Sidang Gugatan Sinarmas Dicabut, Ini Alasannya

Sidang Gugatan Sinarmas Dicabut, Ini Alasannya
Ilustrasi Gedung Sinarmas. Foto: sinarmas.co.id

KEADILAN- Sidang lanjutan kasus sengketa warisan mendiang pendiri Sinar Mas Eka Tjipta Widjaja di Pengadilan Negeri Jakarta Pusat di gelar Senin, (3/7/2020). Pihak Freddy Widjaja selaku penggugat menyatakan mencabut gugatannya dalam kasus sengketa warisan tersebut.

Kuasa hukum Freddy, Yasrizal mengatakan alasan pencabutan gugatan hak waris dikarenakan gugatan tersebut dinilai kurang sempurna dan akan melakukan perbaikan gugatan.

“Bahwa kami hendak menyampaikan permohonan pencabutan gugatan dengan alasan sebagai berikut: Penggugat menganggap gugatan kurang sempurna, dan mau melakukan perbaikan gugatan. Pencabutan gugatan ini disampaikan sukarela dan tanpa paksaan dari pihak manapun,” ungkap Yasrizal dalam persidangan.

Humas PN Jakarta Pusat Bambang Nurcahyono menegaskan, pencabutan gugatan ini disampaikan sukarela tanpa ada paksaan oleh kliennya.
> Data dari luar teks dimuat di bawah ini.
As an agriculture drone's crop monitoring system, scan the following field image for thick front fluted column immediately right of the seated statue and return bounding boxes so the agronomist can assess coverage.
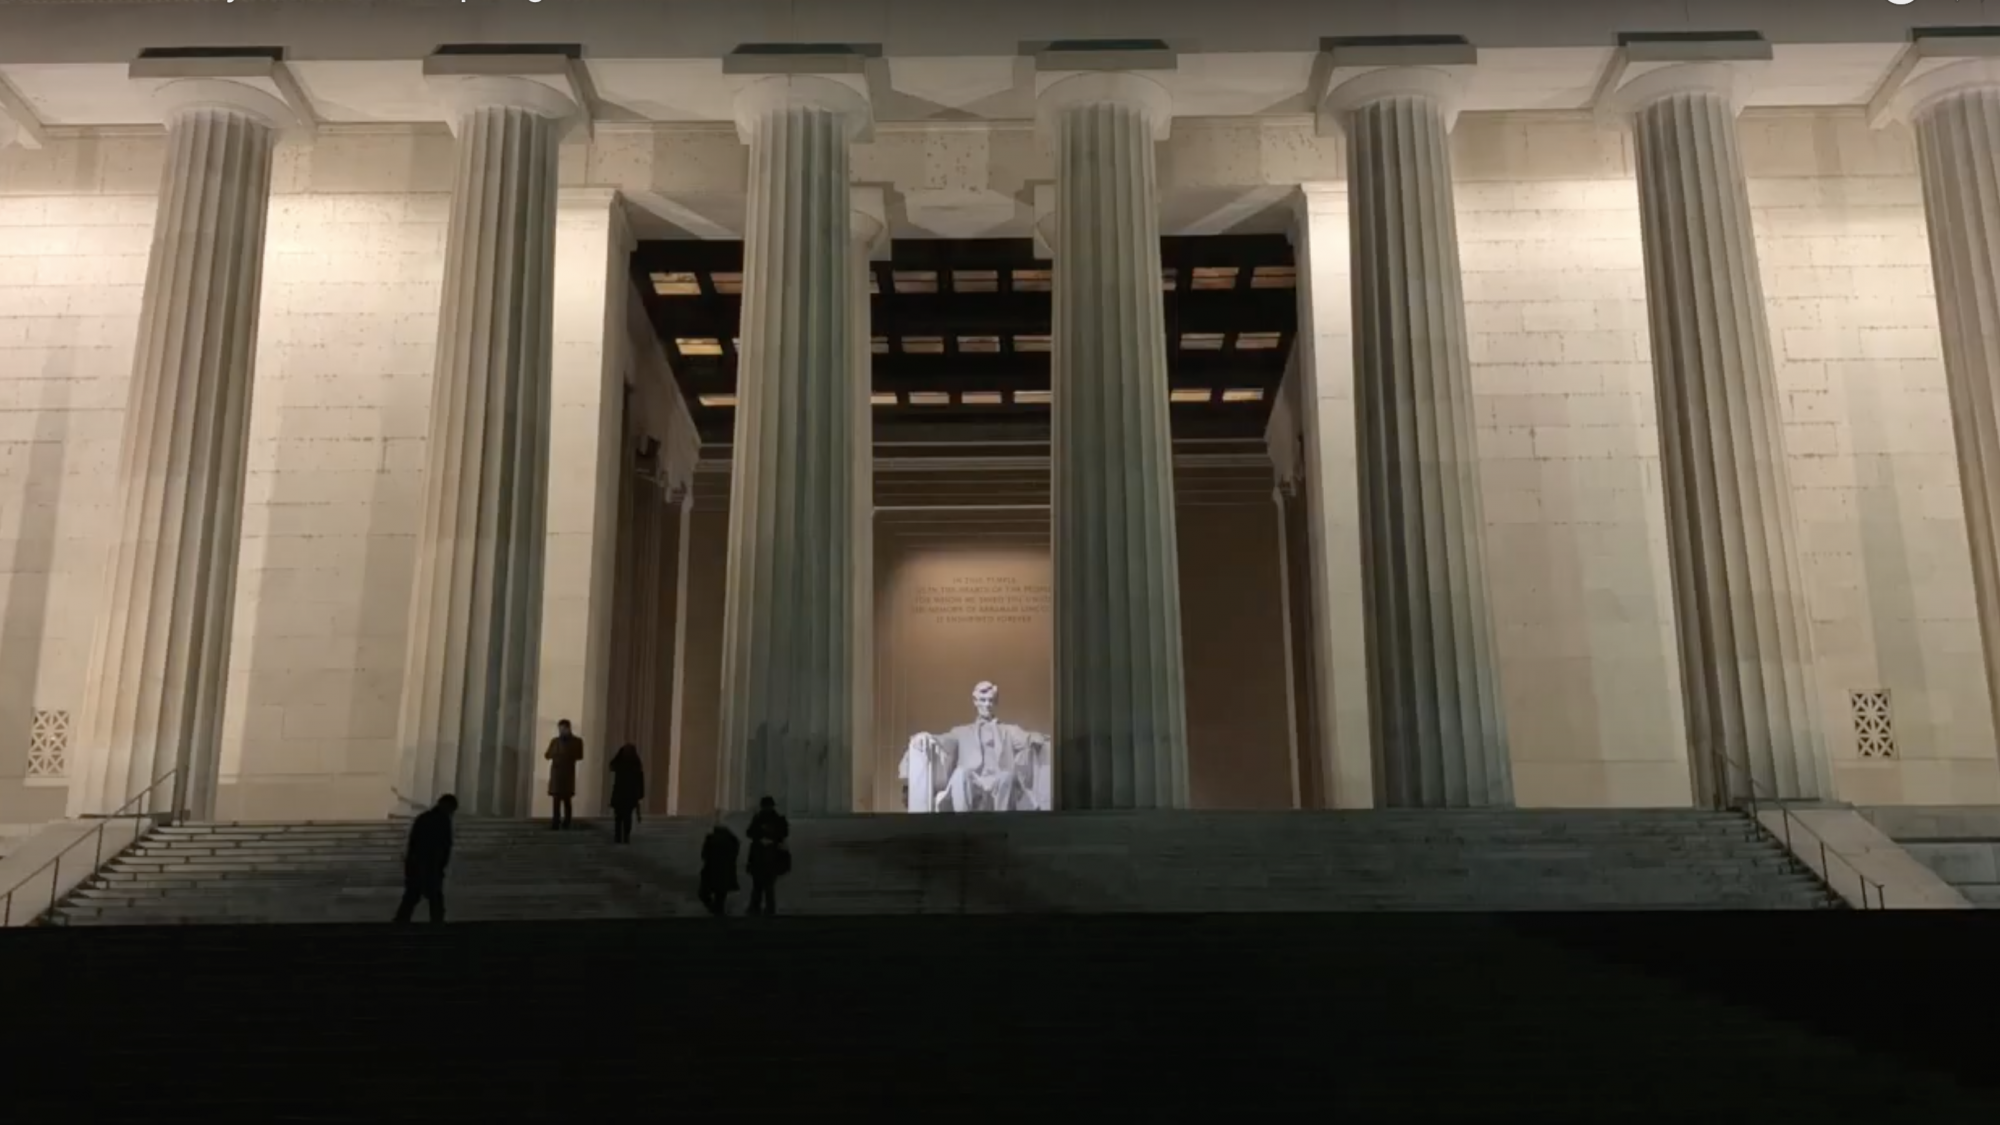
[1040,74,1188,809]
“Pencabutan gugatan ini sukarela dan tidak ada tekanan dari pihak manapun,” ujar Bambang kepada wartawan.

Sementara itu, hakim ketua yang memimpin jalannya sidang, Albertus Usada mengatakan bahwa sidang akan dilanjutkan pekan depan dengan agenda pembacaan tanggapan tergugat atas permohonan pencabutan gugatan.

Selain itu, nantinya hakim akan mengeluarkan keputusannya perihal permohonan pencabutan gugatan. Sidang akan kembali diagendakan tanggal 10 Agustus 2020.

“Waktu diberikan barang satu minggu kepada tergugat untuk bicarakan internal dan hasilnya dapat dibacakan pada persidangan yang akan datang, Senin 10 Agustus 2020. Nanti baru ada putusan sikap majelis dalam persidangan,” pungkas Albertus.

Diketahui, kasus sengketa ini sebelumnya sempat dimediasi oleh PN Jakarta Pusat. Namun, berujung dengan kebuntuan sehingga sidang dilanjutkan.

Freddy sendiri menggugat pembagian warisan dari aset-aset Sinarmas ke saudara-saudara tirinya.

Kasus ini didaftarkan atas nama kuasa hukum Yasrizal dengan Nomor Perkara 301/Pdt.G/2020 di PN Jakarta Pusat.

Freddy sendiri meminta 12 aset warisan peninggalan mendiang Eka Tjipta Widjaja senilai Rp600 triliun untuk diberikan setengah bagian. Hal ini menurutnya sesuai dengan hukum perdata.

Adapun yang digugat Freddy adalah Indra Widjaja alias Oei Pheng Lian, Teguh Ganda Widjaja alias Oei Tjie Goan, Muktar Widjaja alias Oei Siong Lian, Djafar Widjaja alias Oei Piak Lian, dan Franky Oesman Widjaja alias Oei Jong Nian. Semuanya adalah saudara tirinya.